The Apostle John places an emphasis on flesh as polemic against the Gnostic idea that everything pertaining to the physical or material world is inherently corrupt. Docetists maintained that the the body of Jesus Christ was not real but illusionary. The suffering that He underwent on the cross was only apparent. In contrast, John expresses the true humanity of Christ. Consider also these statements from other writings by the same apostle:
"By this you know the Spirit of God: Every spirit that confesses that Jesus Christ has come in the flesh is of God, and every spirit that does not confess that Jesus Christ has come in the flesh is not of God. And this is the spirit of the Antichrist, which you have heard was coming, and is now already in the world." (1 John 4:2-3, emphasis added)
"For many deceivers have gone out into the world who do not confess Jesus Christ as coming in the flesh. This is a deceiver and an antichrist." (2 John 7, emphasis added)
During the Old Testament, God dwelt in the tabernacle and the temple (Exodus 25:8-9; 40:34-38; 1 Kings 8:10-11, 27). In the New Testament, this concept finds its place in Christ taking on human flesh.
Just as God the Father is not a father to Christ in the same sense of a parent to child relationship, the Son is not a son of God in the same sense as we are sons of God. There exists a unique relationship between God the Father and God the Son. Our special status as sons of God is given to us by adoption, and we cannot become divine.

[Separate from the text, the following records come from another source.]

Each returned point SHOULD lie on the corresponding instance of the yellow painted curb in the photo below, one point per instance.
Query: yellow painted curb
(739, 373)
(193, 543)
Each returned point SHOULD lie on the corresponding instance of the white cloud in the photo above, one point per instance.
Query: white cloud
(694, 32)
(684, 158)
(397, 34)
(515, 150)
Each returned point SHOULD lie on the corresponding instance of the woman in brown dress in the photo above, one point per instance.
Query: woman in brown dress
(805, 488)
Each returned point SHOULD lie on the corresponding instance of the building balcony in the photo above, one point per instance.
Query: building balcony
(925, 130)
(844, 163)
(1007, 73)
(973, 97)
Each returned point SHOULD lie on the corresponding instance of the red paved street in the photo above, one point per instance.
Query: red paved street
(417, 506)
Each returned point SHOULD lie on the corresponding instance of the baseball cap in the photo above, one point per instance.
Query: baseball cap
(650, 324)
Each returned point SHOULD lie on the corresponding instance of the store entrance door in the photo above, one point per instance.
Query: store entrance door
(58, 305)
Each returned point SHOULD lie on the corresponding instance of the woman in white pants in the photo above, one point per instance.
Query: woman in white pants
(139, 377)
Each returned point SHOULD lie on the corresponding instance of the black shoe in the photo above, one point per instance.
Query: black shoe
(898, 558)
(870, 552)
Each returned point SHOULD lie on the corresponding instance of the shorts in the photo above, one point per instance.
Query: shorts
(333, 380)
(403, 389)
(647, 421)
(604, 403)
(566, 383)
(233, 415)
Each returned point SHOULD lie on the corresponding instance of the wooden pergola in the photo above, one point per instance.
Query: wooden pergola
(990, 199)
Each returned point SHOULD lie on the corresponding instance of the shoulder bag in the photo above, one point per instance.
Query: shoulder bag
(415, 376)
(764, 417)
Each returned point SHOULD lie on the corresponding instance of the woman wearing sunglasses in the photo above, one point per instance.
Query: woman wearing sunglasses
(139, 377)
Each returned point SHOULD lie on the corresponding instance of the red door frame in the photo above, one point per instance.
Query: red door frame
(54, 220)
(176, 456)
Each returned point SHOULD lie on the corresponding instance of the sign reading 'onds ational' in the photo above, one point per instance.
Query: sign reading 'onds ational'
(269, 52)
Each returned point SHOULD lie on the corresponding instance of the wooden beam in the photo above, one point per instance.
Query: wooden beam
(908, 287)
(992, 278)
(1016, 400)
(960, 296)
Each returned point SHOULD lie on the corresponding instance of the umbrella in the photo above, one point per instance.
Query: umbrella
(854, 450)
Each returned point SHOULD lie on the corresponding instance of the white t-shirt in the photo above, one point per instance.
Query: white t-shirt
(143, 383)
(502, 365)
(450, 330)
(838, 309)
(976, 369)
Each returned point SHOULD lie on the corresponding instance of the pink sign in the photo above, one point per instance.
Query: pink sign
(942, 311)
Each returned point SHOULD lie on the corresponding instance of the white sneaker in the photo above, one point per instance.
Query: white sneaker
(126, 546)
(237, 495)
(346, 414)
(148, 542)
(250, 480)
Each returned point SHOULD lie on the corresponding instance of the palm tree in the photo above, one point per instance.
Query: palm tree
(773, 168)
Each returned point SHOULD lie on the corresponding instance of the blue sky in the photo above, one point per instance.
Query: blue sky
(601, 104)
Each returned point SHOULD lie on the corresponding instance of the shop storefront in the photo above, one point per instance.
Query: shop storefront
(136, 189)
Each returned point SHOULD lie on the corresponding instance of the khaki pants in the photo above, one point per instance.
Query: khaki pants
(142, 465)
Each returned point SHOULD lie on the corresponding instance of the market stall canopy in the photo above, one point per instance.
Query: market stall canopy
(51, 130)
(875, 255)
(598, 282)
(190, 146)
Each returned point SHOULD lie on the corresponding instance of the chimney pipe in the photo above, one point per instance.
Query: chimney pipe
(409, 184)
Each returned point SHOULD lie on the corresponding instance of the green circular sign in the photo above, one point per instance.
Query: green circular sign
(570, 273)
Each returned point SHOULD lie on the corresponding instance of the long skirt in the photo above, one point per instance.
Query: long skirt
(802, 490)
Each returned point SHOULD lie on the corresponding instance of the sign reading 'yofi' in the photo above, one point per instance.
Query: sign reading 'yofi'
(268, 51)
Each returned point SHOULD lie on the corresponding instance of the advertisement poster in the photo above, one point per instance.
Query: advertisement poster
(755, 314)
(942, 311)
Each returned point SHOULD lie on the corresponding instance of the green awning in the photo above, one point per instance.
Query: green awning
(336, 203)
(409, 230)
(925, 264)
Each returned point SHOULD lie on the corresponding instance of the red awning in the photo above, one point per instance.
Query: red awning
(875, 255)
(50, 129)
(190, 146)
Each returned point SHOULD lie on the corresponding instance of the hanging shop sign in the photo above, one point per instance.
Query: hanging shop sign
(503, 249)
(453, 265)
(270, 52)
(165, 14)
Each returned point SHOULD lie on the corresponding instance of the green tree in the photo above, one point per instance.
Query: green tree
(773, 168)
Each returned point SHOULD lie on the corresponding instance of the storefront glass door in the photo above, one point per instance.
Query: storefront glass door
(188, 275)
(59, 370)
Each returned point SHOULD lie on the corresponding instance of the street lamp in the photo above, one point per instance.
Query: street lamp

The phrase "full of grace and truth" should be understood in light of its Old Testament backdrop of God's relationship with Israel (Exodus 34:6-7). Christ has the same characteristics. He is loving, merciful, and just.
Christ took on human flesh so that He can experience suffering and death. His divinity enabled Him to pay an infinite debt of sin. That is something which we could never do.